Green reacted immediately, issuing a statement calling for Field’s resignation from the committee, and casting doubt on his scheduled June 15 appearance.
Green’s full statement
He said in a statement: “I am horrified that Frank Field is prepared to make comments like this in public. I had in principle agreed to attend a hearing on 15 June.
“Clearly he has already made his decision as to what he feels the punishment should be without even hearing any evidence from anybody about BHS or the circumstances of the past 15 years.
“The company has had independent trustees, advisers, lawyers, over this whole period who have been paid substantial fees.
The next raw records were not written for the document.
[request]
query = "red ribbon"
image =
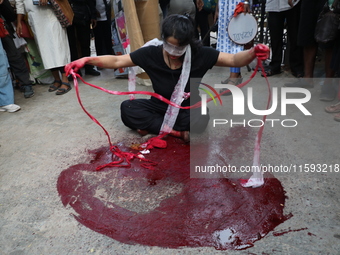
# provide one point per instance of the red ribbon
(124, 158)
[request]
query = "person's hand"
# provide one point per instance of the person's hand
(18, 29)
(290, 2)
(75, 66)
(93, 23)
(199, 4)
(262, 52)
(246, 8)
(43, 2)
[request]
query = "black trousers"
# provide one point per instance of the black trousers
(79, 38)
(16, 61)
(103, 38)
(276, 21)
(148, 114)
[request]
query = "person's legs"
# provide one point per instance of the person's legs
(276, 24)
(102, 37)
(295, 51)
(6, 86)
(83, 33)
(203, 23)
(18, 66)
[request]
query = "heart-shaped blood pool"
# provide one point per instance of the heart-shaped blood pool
(165, 207)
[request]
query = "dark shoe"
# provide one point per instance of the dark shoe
(231, 81)
(328, 92)
(28, 91)
(297, 74)
(300, 83)
(92, 72)
(62, 91)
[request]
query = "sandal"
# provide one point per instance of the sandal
(62, 91)
(54, 88)
(335, 108)
(270, 72)
(337, 117)
(231, 81)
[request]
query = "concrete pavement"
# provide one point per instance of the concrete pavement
(51, 133)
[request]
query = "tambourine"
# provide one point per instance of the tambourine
(242, 29)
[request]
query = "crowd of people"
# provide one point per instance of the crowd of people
(59, 46)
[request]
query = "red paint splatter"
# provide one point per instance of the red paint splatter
(204, 212)
(282, 232)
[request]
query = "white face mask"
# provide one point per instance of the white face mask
(173, 49)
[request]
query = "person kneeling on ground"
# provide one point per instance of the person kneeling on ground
(178, 55)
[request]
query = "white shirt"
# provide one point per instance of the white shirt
(279, 5)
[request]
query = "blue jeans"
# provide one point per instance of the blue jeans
(6, 86)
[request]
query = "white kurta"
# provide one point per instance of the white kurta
(50, 37)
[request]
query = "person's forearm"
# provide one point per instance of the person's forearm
(244, 58)
(107, 61)
(19, 17)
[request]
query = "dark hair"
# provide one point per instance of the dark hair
(182, 28)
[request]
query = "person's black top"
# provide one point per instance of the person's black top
(165, 79)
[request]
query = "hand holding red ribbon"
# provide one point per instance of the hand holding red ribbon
(262, 52)
(75, 66)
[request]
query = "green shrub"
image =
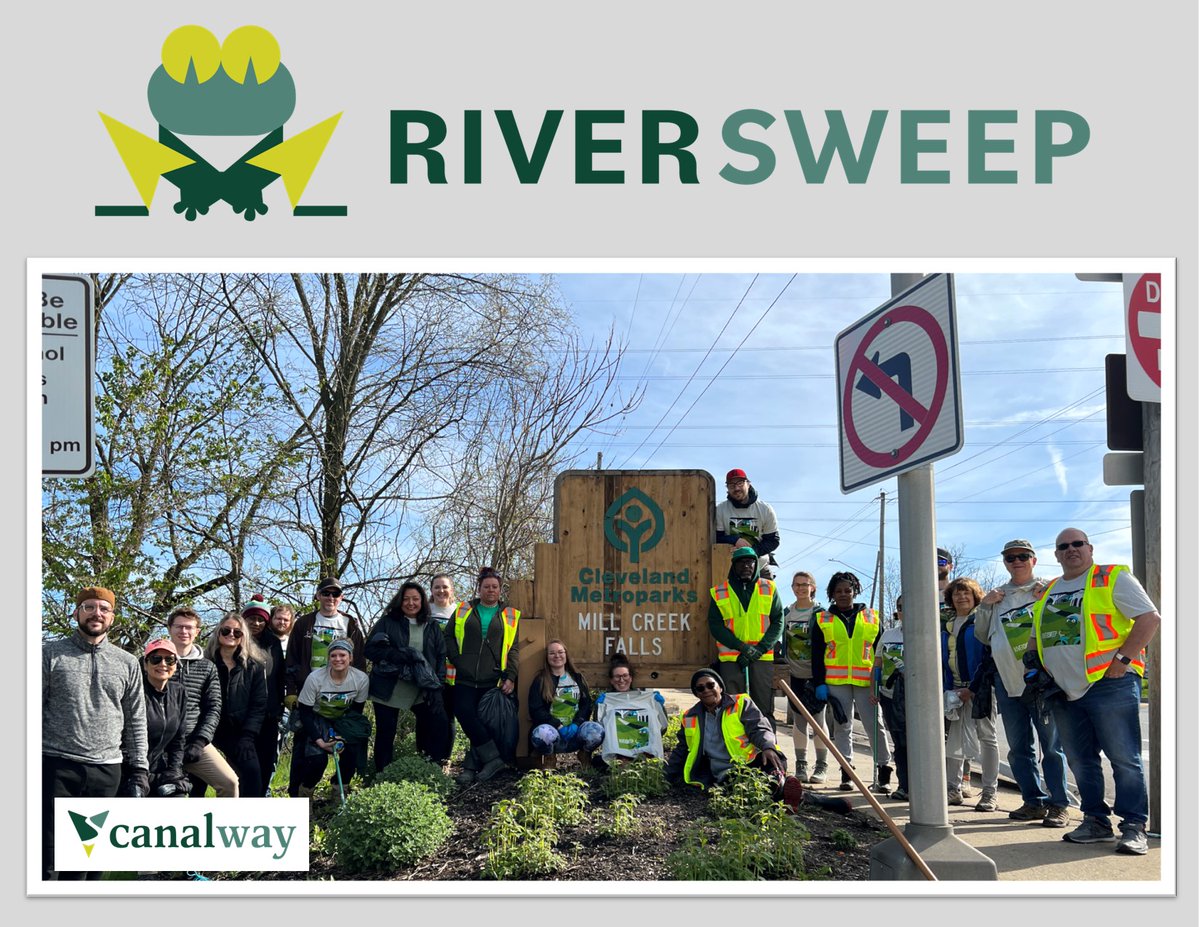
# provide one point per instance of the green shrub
(742, 794)
(552, 797)
(517, 849)
(768, 844)
(388, 826)
(642, 777)
(419, 769)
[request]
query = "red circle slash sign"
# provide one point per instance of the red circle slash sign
(1146, 297)
(925, 417)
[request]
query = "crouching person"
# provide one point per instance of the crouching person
(330, 707)
(720, 731)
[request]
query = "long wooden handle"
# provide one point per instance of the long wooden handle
(850, 771)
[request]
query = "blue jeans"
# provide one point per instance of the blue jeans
(1107, 719)
(546, 740)
(1020, 723)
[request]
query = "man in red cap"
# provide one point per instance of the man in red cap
(747, 521)
(94, 718)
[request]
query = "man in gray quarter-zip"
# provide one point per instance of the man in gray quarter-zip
(94, 718)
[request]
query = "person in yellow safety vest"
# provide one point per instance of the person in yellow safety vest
(843, 661)
(745, 619)
(1091, 628)
(481, 652)
(719, 731)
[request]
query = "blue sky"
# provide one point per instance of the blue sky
(762, 396)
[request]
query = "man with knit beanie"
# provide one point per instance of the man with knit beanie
(94, 718)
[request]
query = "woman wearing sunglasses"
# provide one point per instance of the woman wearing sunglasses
(243, 674)
(166, 704)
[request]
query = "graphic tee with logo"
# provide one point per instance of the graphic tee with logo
(324, 632)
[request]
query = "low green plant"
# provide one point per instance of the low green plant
(621, 819)
(768, 844)
(742, 794)
(517, 849)
(553, 797)
(388, 826)
(641, 777)
(418, 769)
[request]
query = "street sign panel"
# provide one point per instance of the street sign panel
(1144, 335)
(69, 368)
(899, 396)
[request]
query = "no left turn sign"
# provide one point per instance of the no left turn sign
(899, 398)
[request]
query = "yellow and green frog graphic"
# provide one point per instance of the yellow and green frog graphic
(204, 93)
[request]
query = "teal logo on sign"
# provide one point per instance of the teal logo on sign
(634, 524)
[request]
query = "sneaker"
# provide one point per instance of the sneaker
(1133, 839)
(1056, 817)
(1092, 830)
(1029, 813)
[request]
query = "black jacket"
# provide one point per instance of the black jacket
(244, 693)
(203, 685)
(166, 719)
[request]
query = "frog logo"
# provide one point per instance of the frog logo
(88, 829)
(210, 91)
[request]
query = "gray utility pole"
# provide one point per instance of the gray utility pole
(929, 830)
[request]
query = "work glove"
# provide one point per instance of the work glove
(193, 752)
(138, 784)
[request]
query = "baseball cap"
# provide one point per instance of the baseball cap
(160, 644)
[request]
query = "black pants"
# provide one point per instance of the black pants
(431, 734)
(250, 778)
(69, 779)
(466, 710)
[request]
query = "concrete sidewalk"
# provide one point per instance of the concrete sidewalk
(1023, 851)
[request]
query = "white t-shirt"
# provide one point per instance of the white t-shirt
(1062, 637)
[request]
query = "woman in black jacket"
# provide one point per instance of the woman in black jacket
(408, 665)
(241, 669)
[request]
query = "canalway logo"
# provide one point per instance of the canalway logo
(634, 524)
(251, 835)
(88, 829)
(209, 91)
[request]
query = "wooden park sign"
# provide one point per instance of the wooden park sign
(629, 572)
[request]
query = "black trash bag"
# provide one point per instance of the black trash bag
(498, 713)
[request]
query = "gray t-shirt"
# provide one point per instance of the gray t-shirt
(1062, 637)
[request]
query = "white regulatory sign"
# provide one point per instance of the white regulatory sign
(69, 366)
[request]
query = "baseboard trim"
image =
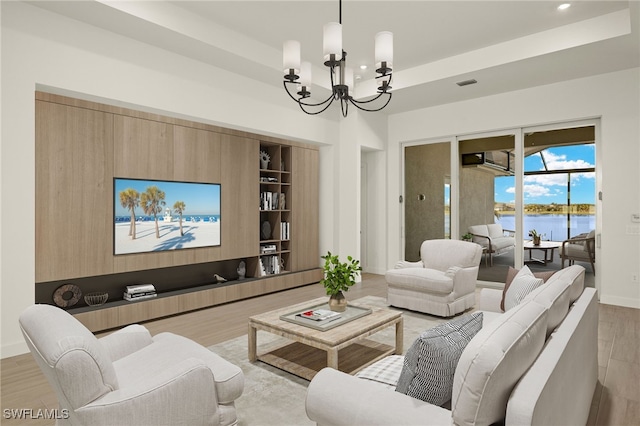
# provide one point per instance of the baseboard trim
(490, 284)
(619, 301)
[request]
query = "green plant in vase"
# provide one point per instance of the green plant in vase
(338, 277)
(536, 237)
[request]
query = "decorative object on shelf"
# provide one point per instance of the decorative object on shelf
(67, 295)
(242, 270)
(536, 237)
(338, 277)
(342, 82)
(265, 159)
(96, 299)
(265, 230)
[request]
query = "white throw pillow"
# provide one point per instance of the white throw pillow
(523, 283)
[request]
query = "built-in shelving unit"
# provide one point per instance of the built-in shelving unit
(275, 209)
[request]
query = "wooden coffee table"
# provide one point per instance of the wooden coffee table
(345, 347)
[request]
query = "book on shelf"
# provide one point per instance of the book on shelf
(268, 248)
(270, 264)
(140, 288)
(319, 314)
(284, 230)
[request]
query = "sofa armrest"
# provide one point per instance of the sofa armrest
(184, 393)
(490, 299)
(402, 264)
(336, 398)
(126, 341)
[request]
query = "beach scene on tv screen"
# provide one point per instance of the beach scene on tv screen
(152, 215)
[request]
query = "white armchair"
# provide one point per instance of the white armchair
(443, 283)
(129, 377)
(493, 239)
(581, 248)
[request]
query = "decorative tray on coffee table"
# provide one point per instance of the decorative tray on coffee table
(351, 313)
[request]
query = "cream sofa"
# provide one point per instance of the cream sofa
(534, 364)
(129, 377)
(493, 239)
(443, 283)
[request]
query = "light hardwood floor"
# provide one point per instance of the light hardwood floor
(616, 400)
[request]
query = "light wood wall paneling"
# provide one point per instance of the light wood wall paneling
(143, 149)
(135, 113)
(196, 155)
(74, 159)
(305, 222)
(136, 312)
(240, 197)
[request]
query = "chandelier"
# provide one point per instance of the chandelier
(297, 78)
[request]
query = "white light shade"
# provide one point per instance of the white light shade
(291, 56)
(332, 40)
(348, 79)
(384, 48)
(305, 75)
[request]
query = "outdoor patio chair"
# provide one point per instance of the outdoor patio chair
(581, 248)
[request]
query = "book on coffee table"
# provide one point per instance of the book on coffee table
(319, 314)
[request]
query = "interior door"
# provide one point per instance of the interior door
(426, 172)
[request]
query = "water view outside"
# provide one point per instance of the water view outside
(553, 227)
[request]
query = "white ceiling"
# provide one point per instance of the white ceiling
(504, 45)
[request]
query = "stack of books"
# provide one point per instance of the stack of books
(139, 292)
(320, 315)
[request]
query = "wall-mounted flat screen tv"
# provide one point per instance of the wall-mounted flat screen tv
(155, 215)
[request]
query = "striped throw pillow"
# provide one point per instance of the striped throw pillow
(430, 363)
(523, 283)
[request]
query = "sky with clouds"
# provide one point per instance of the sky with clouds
(547, 189)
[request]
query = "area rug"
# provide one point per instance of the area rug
(273, 397)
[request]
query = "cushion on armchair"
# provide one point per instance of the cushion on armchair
(430, 363)
(511, 274)
(523, 283)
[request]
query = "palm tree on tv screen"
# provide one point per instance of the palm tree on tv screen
(179, 207)
(130, 199)
(152, 202)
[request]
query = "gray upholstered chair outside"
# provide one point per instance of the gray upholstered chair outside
(443, 283)
(581, 248)
(493, 239)
(129, 377)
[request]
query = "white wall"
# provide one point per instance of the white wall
(614, 98)
(44, 50)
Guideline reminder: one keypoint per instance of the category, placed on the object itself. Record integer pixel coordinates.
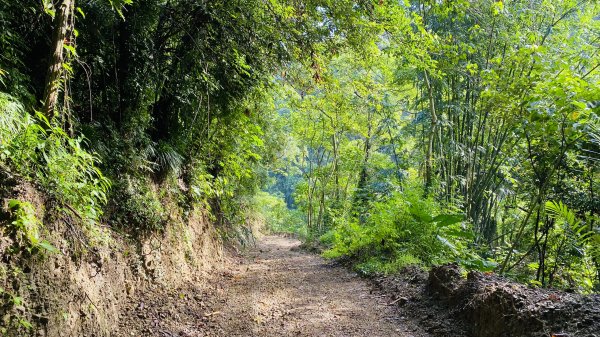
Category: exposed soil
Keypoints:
(276, 289)
(485, 305)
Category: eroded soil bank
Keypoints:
(275, 290)
(445, 303)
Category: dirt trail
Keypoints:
(276, 290)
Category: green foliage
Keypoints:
(136, 206)
(26, 227)
(277, 217)
(44, 153)
(401, 231)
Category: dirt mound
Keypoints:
(486, 305)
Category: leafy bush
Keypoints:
(277, 217)
(136, 206)
(45, 154)
(26, 227)
(401, 231)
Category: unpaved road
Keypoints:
(276, 290)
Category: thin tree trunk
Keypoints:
(61, 25)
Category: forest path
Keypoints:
(275, 289)
(280, 290)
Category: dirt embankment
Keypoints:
(83, 290)
(485, 305)
(276, 289)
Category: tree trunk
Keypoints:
(61, 25)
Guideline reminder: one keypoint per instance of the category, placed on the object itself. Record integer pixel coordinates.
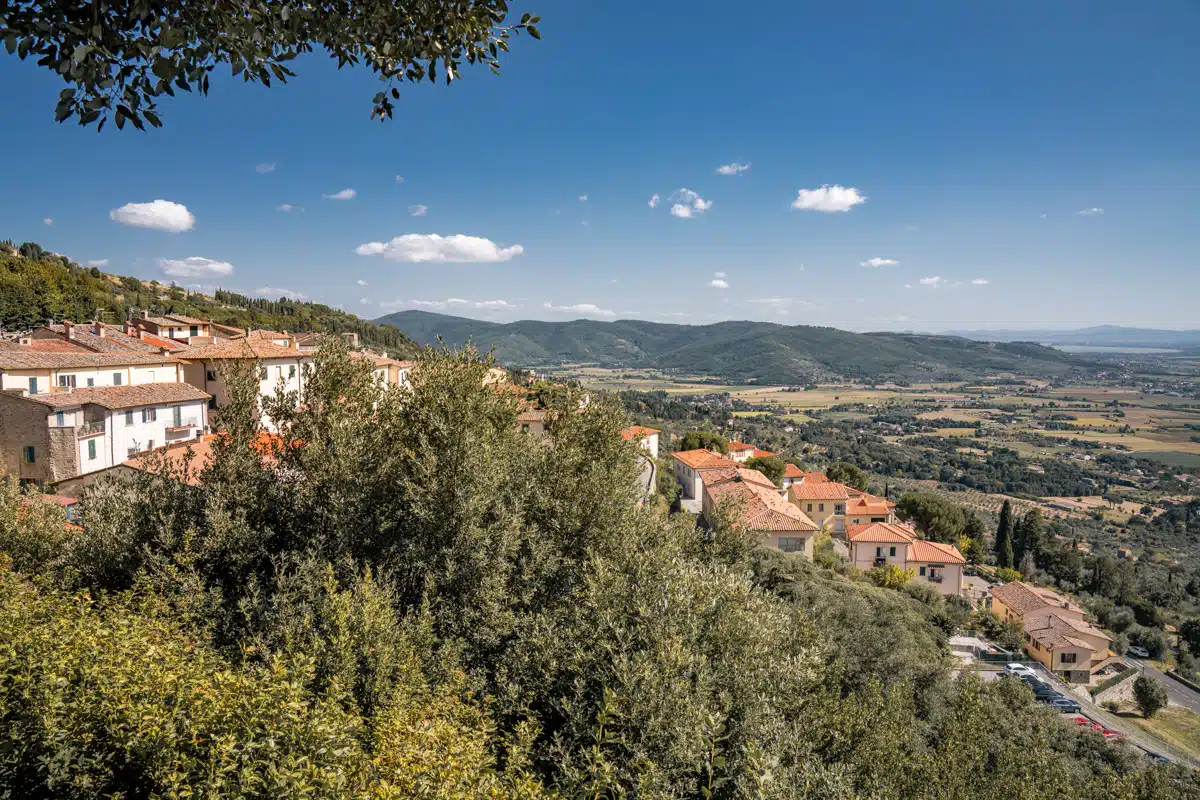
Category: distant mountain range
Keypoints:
(739, 352)
(1097, 336)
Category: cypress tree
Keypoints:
(1005, 536)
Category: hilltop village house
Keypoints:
(1056, 633)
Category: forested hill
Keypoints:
(741, 350)
(40, 287)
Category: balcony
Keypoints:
(89, 429)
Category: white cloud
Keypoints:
(828, 198)
(274, 293)
(159, 215)
(431, 247)
(193, 266)
(688, 204)
(586, 308)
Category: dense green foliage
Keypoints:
(741, 352)
(1149, 695)
(121, 58)
(411, 554)
(53, 288)
(849, 474)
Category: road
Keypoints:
(1176, 692)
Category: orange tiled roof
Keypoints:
(880, 531)
(1024, 597)
(827, 491)
(765, 509)
(240, 349)
(703, 459)
(723, 474)
(637, 431)
(924, 551)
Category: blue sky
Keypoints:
(1047, 149)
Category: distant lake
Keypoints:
(1097, 348)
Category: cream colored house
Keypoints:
(648, 438)
(1056, 633)
(765, 511)
(691, 464)
(881, 543)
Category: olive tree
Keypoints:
(120, 56)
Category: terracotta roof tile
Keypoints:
(637, 431)
(239, 349)
(934, 552)
(23, 359)
(827, 491)
(115, 397)
(765, 509)
(703, 459)
(881, 531)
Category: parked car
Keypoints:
(1065, 704)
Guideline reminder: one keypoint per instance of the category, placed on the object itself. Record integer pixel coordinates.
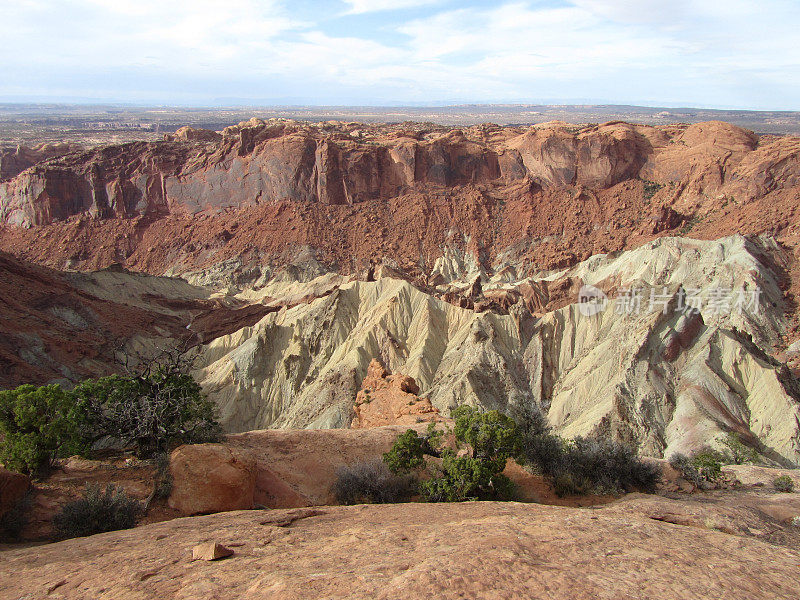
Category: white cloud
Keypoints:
(366, 6)
(724, 52)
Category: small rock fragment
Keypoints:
(210, 551)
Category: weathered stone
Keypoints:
(208, 478)
(13, 487)
(210, 551)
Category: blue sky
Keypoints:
(705, 53)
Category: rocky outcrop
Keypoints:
(15, 160)
(551, 194)
(13, 487)
(390, 400)
(208, 478)
(662, 378)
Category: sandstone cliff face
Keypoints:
(552, 194)
(453, 256)
(665, 382)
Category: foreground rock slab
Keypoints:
(629, 549)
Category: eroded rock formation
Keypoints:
(455, 257)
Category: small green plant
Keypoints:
(683, 464)
(408, 452)
(463, 478)
(492, 438)
(702, 468)
(709, 463)
(651, 188)
(98, 511)
(371, 482)
(737, 452)
(150, 412)
(604, 467)
(784, 483)
(582, 466)
(40, 424)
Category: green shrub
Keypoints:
(683, 464)
(604, 467)
(784, 483)
(709, 463)
(467, 478)
(737, 452)
(703, 467)
(650, 188)
(150, 413)
(407, 453)
(97, 512)
(371, 482)
(492, 438)
(492, 435)
(582, 466)
(40, 424)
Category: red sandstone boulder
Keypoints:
(390, 400)
(208, 478)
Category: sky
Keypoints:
(742, 54)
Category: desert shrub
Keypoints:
(650, 188)
(709, 463)
(683, 464)
(603, 466)
(492, 438)
(152, 412)
(541, 449)
(371, 482)
(492, 435)
(703, 467)
(737, 453)
(98, 511)
(40, 424)
(784, 483)
(582, 466)
(14, 521)
(463, 478)
(407, 453)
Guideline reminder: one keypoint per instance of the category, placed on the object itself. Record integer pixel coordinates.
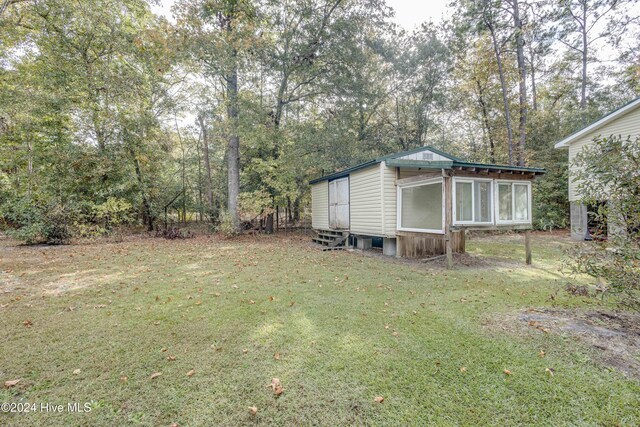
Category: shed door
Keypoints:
(339, 203)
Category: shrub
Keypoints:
(609, 177)
(226, 226)
(42, 222)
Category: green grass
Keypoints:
(343, 323)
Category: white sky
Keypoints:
(409, 13)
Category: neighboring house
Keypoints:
(624, 122)
(419, 202)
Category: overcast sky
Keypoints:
(409, 13)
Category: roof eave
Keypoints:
(598, 123)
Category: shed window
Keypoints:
(420, 207)
(473, 201)
(514, 202)
(505, 204)
(464, 201)
(521, 202)
(482, 199)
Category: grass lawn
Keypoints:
(337, 329)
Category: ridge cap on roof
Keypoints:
(417, 150)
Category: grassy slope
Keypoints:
(328, 319)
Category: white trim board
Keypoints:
(598, 123)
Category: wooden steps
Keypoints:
(331, 239)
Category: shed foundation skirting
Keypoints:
(422, 245)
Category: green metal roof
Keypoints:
(501, 167)
(422, 164)
(393, 161)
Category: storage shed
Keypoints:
(420, 202)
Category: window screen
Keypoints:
(521, 199)
(422, 207)
(483, 201)
(464, 201)
(505, 206)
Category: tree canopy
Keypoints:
(110, 113)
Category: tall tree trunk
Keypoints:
(147, 215)
(583, 86)
(208, 186)
(503, 84)
(485, 120)
(233, 149)
(522, 86)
“The board or myself have never been involved in any decisions made by the trustees other than whatever they have requested we have complied with.
“I am somewhat confused at the £571m figure as this is as if an insurance company were doing a buyout. On the basis that I understand that Mr Field was a welfare reform minister, he should be somewhat more educated on pensions than he seems to be. This has never been a figure discussed previously with the regulator or PPF.
“Maybe Mr Field can explain why he wants to call me based on what he said this afternoon.
“As Monday is the first hearing with the regulator and the PPF, how can this be a balanced hearing based on this outrageous outburst this afternoon?
“I think Mr Field needs to stand down from the inquiry immediately as he is clearly prejudiced.”
The stripping of Green’s knighthood would align him with former RBS chief Fred Goodwin, who was stripped of his knighthood in 2012 after the bank collapsed in 2008.